Jestem August Hlond, kardynał.

Moje życie przypadało

Na budowę nowej Polski,

Gdy państw wiele ją poznało.

W końcu… wreszcie… odrodzona!

Polska – ta wyśniona, miła

Nasza, moja, twoja… Ona!

Już nie tylko w sercach żyła!

„Daj mi duszę, resztę zabierz”,

Powiedziałem narodowi,

Gdy zostałem już biskupem

I służyłem ogółowi.

Wielką troską otoczyłem

Ludzi tych, co wyjechali

Z Polski, tej ojczyzny miłej,

Którą przecież tak kochali!

Bo nie było łatwo – zrozum,

Żyć w tym kraju połatanym,

Gdzie ten Polak ciągle walczył,

By żyć i wciąż bronił granic.

Wielu chciało tylko chleba.

Nic dziw się, mój przyjacielu,

Że pragniemy dać swym dzieciom

To, co dojść pozwala celu.

Założyłem dla uchodźców

Towarzystwo Chrystusowe,

By Polacy na obczyźnie

Mieli Boga w polskiej mowie.

Gdy nadeszła II wojna,

To nie dałem się ukorzyć

i walczyłem: słowem, czynem,

by Ojczyznę znów odtworzyć!

I zostałem emigrantem.

A zmuszany do współpracy,

Odmówiłem… bo ksiądz przecież

To ostoja was, rodacy.

Mogłem zostać na obczyźnie.

Mogłem głowę w piasek schować.

Lecz nie tędy droga, wierzcie,

Aby honor swój zachować.

Powróciłem do ojczyzny,

Kiedy wojna się skończyła.

I ojczyznę zawierzyłem

Jej królowej.
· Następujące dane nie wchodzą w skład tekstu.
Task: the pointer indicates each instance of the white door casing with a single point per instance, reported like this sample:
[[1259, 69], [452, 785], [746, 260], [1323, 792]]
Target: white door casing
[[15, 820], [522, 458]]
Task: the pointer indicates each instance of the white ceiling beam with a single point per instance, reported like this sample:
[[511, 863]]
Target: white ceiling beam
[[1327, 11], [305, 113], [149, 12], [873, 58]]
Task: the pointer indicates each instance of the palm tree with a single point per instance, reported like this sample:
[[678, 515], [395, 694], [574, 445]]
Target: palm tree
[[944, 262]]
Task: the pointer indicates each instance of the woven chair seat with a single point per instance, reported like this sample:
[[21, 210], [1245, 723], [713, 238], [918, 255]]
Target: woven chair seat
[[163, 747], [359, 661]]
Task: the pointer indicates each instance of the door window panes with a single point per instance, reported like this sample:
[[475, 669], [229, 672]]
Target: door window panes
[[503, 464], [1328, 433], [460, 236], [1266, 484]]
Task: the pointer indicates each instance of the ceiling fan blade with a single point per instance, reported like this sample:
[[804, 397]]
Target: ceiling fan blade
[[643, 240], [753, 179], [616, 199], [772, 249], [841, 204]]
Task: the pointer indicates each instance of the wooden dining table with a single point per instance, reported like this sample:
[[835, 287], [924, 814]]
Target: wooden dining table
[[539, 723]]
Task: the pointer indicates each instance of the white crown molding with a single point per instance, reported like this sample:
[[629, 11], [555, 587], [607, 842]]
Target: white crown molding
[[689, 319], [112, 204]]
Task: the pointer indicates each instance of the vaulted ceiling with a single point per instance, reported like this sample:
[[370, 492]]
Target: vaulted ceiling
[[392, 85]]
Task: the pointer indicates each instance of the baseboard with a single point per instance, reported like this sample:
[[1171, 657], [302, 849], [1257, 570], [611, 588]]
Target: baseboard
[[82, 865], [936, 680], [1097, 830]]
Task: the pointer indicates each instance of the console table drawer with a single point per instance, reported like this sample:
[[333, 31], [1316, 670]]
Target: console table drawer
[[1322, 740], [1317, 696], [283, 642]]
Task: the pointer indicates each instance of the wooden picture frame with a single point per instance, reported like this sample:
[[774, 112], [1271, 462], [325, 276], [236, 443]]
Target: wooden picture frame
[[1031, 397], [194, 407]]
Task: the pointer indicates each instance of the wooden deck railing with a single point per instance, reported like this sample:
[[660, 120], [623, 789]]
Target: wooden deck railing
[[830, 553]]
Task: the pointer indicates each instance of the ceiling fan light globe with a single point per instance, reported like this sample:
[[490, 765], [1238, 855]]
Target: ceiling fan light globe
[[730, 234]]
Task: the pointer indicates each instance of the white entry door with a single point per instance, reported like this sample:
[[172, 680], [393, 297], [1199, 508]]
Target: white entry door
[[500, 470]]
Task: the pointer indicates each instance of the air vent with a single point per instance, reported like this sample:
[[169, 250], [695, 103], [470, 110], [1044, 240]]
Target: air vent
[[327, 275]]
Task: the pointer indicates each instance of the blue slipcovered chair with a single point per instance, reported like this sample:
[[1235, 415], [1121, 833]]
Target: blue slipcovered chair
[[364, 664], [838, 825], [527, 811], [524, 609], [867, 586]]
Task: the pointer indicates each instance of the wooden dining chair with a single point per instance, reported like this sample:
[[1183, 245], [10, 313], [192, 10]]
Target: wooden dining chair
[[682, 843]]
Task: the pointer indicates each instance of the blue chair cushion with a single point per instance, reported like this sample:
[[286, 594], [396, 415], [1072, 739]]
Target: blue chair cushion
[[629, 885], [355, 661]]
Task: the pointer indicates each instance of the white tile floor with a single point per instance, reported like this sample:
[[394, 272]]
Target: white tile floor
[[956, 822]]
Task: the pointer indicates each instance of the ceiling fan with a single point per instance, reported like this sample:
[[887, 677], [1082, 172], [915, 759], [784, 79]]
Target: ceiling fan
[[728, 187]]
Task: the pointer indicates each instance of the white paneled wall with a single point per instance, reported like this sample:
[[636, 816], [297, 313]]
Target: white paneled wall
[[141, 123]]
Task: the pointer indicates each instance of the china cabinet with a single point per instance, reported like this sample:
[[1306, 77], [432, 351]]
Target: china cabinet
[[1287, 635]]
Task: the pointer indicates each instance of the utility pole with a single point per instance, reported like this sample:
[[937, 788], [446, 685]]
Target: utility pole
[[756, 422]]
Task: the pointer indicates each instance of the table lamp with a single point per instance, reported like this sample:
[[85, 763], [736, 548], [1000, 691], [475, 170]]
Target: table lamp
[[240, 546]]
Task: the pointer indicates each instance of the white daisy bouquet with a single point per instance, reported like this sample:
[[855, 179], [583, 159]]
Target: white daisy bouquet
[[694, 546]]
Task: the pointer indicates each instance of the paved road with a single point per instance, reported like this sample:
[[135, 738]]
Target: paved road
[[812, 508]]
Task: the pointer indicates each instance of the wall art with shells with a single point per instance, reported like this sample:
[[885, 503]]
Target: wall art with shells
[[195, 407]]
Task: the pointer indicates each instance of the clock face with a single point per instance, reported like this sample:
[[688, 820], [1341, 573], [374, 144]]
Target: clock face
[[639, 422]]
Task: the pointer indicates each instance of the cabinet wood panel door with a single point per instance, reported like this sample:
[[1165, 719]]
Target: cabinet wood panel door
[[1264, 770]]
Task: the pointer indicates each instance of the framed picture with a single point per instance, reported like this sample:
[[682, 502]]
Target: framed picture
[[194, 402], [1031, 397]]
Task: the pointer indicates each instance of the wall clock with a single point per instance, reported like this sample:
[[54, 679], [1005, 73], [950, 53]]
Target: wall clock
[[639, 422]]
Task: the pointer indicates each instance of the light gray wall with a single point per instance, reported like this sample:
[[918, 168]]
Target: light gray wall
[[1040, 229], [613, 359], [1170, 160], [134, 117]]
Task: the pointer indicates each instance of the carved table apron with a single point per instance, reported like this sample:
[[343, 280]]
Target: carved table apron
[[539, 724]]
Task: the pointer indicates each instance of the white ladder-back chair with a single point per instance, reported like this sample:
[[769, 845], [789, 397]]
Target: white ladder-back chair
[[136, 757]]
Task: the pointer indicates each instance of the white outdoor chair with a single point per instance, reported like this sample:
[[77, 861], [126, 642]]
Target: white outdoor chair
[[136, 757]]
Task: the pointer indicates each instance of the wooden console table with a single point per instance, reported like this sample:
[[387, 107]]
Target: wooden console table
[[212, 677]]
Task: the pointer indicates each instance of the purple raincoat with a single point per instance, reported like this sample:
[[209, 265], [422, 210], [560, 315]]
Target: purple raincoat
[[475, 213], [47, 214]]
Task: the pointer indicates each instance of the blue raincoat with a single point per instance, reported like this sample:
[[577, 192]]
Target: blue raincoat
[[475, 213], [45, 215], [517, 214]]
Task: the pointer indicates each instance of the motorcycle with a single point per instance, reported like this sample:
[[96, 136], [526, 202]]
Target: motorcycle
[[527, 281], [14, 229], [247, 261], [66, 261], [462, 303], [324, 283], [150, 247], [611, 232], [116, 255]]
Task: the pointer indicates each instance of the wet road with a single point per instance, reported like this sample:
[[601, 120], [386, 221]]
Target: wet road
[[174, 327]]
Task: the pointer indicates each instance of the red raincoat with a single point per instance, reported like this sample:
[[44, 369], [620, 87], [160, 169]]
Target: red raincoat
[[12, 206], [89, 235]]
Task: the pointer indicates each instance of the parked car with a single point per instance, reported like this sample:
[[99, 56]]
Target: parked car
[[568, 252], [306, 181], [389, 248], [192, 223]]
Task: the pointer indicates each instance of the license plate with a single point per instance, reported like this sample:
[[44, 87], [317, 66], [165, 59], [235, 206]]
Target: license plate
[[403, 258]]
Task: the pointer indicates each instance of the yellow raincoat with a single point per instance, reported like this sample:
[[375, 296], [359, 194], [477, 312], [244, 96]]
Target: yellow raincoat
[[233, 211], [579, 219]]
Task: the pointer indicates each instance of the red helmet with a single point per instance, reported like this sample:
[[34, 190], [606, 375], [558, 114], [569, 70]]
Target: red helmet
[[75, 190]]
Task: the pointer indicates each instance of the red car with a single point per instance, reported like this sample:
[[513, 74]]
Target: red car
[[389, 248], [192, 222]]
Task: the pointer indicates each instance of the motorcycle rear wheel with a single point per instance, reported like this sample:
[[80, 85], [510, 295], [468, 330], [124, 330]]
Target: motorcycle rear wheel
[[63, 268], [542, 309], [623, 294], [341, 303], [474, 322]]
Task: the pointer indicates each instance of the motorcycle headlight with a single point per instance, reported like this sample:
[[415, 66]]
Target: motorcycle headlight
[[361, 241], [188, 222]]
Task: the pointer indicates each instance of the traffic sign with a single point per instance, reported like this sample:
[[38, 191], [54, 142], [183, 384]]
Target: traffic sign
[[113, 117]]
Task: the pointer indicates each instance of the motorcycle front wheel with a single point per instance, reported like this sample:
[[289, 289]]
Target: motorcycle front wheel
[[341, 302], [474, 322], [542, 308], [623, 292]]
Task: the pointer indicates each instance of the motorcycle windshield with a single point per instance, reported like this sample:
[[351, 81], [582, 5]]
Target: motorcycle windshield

Matka miła,

Ta Maryja, co od wieków

Kraj z problemów ratowała

Także teraz swą opieką,

Swoim płaszczem otaczała.

Bo Ojczyzna to jest wartość

Spośród wielu – najważniejsza.

Oddać jej swe życie – wiesz to! –

Zaszczyt, chwała najpiękniejsza!

(autor scenariusza: Joanna Stefańska)

 

Wszystkie postaci łączyła miłość do Ojczyzny. Każda z nich dla Ojczyzny była w stanie poświęcić całe swoje życie. Żyli miłością do Boga, dbali jednak także – oczywiście troje ostatnich – o honor swój jako Polaka.